Vale lembrar que a miscigenação surgiu de um contexto interessado em branquear a


sociedade brasileira, buscando evitar a superpopulação das comunidades negras e indígenas
no país. A exploração sexual das mulheres negras e índias ocorria naturalmente, onde as
mesmas engravidavam dos senhores de engenho e seguiam com status de escravas, criando
seus filhos sem pais, isto em uma sociedade escravocrata que acreditava que os genes dos
brancos prevaleceriam sobre o dos negros, engajados a formar uma população em massa
embranquecida.

A mentalidade de que o negro é preguiçoso, burro, ignorante, incapaz, imoral e desonesto vem
sido carregada ao longo de toda a história do Brasil, e esta infelizmente ainda pesa em nossas
costas. Ao ponto que a possibilidade de ingresso em alguns espaços ainda é vista de forma
preconceituosa, a militância do movimento negro, têm trazidos respostas combativas para
desconstruir o preconceito enraizado. Ações Afirmativas construídas através de Políticas
Públicas buscam equiparar danos sofridos pelo povo negro no decorrer dos anos, trazendo
possibilidades e perspectivas antes distantes desta população.

A implementação da Política de Cotas, desenvolvida para as populações mais vulneráveis


atingiu diretamente a população negra do país, uma vez que nós negros estamos inseridos
num contexto de maior vulnerabilidade e acesso a direitos fundamentais, tivemos a partir
deste marco a possibilidade de ingressar com maior igualdade de oportunidades em
universidades federais gratuitas que tinham por sua maioria estudantes brancos das classes
A,B e em menor número C, egressos de escolas particulares e que ainda passavam por
cursinhos pré-vestibulares, excluindo a população mais vulnerável que mal tinha acesso a uma
educação de qualidade no ensino básico. A partir deste marco, jovens como eu, negra e de
comunidade, passam a vislumbrar possibilidades que vão além do ensino médio. A inserção
destes jovens na Universidade Federal é reflexo de uma luta árdua que está longe de acabar,
trazendo a necessidade de seguirmos combativos e militantes no que diz respeito a ocupação
de espaços pela nossa população, e o quanto isso reflete numa mudança social na sociedade
brasileira. A medida em que a população negra, e principalmente mulheres negras chegam a
estes espaços, reafirmamos o quão capazes somos. Capazes de sermos mães, esposas, filhas,
irmãs, netas, trabalhadoras e estudantes, tudo ao mesmo tempo, sendo mulheres pretas e
demonstrando que a cor da pele não é uma barreira.

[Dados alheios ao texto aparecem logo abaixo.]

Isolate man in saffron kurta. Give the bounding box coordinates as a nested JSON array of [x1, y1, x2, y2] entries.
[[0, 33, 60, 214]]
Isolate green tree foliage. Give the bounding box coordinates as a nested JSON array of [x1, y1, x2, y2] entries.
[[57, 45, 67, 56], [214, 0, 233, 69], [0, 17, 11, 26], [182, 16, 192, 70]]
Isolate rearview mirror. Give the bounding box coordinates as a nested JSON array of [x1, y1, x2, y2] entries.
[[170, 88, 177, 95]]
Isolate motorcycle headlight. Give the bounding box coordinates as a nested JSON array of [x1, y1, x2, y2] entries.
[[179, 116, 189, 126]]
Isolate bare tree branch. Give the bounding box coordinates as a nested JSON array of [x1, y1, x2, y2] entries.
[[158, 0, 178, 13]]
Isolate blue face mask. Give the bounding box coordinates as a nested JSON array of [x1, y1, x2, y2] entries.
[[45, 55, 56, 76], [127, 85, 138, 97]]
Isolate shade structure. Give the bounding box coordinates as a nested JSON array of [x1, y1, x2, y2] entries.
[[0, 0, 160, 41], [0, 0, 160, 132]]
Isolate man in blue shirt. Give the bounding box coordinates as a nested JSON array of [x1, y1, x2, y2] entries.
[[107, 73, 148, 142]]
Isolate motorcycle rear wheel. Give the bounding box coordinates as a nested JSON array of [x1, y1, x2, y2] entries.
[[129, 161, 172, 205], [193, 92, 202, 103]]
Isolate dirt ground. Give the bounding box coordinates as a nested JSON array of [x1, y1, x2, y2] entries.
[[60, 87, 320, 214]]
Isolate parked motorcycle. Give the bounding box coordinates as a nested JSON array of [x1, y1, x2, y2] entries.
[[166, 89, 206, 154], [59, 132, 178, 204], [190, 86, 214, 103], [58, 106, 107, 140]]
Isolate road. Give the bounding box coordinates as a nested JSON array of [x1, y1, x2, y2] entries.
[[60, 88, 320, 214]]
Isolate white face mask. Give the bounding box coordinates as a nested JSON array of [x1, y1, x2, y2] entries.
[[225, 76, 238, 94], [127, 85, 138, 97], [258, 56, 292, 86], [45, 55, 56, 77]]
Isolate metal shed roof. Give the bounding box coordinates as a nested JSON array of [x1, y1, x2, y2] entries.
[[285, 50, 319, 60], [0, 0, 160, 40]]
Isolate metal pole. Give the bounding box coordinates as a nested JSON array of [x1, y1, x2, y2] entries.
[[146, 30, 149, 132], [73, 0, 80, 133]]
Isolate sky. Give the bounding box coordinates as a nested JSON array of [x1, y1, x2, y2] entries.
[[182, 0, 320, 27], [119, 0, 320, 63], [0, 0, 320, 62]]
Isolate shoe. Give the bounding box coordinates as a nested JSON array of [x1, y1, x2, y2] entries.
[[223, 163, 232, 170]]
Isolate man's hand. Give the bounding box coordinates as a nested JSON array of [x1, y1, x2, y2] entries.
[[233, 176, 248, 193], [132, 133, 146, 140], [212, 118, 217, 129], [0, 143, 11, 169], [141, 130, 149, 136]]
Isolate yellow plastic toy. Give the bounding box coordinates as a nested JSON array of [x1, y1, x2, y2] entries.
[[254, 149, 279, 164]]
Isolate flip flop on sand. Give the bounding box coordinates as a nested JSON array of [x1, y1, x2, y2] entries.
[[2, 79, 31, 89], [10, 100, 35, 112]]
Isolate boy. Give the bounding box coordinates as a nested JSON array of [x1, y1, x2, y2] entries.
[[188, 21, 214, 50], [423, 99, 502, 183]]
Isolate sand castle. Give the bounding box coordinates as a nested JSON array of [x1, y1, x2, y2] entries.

Hoje aos 27 anos, após passar por diversos setores no mercado de trabalho, partindo
da educação e passando pelo comércio, saúde e atendimento ao público, formada em
Recursos Humanos através do Projeto Senac Gratuidade, formanda de Gestão Pública(2020/2)
com ingresso através do PROUNI e acadêmica de Políticas Públicas pela UFRGS com ingresso
pela Política de Cotas (Social/Racial), hoje enquanto Conselheira Tutelar do município de Porto
Alegre, responsável por buscar a garantia de direitos da criança e do adolescente na região
onde resido, percebo a importância do protagonismo negro. A importância da
representatividade de uma mulher negra, jovem, oriunda do território onde o serviço é
prestado, estar demonstrando que sim, é possível ocupar espaços e prestar serviços
independente do gênero, da classe social e especialmente da cor.

Trago aqui, que mesmo diante do cenário catastrófico da nossa cidade, cercado pelos
desgovernos do Poder Público Municipal, Estadual e Federal, onde a cada dia Políticas Públicas
são desmontadas, a importância de seguirmos na luta, de seguirmos atentas e combatentes,
representando as pautas e debatendo formas para descontruir o preconceito que insiste a nos
assombrar. No dia 25 de Julho, comemoro não só o dia da Mulher Negra Latino-Americana e
Caribenha e Dia Nacional de Tereza de Benguela, mas também o espaço de discussão
construído a partir do reconhecimento desta data.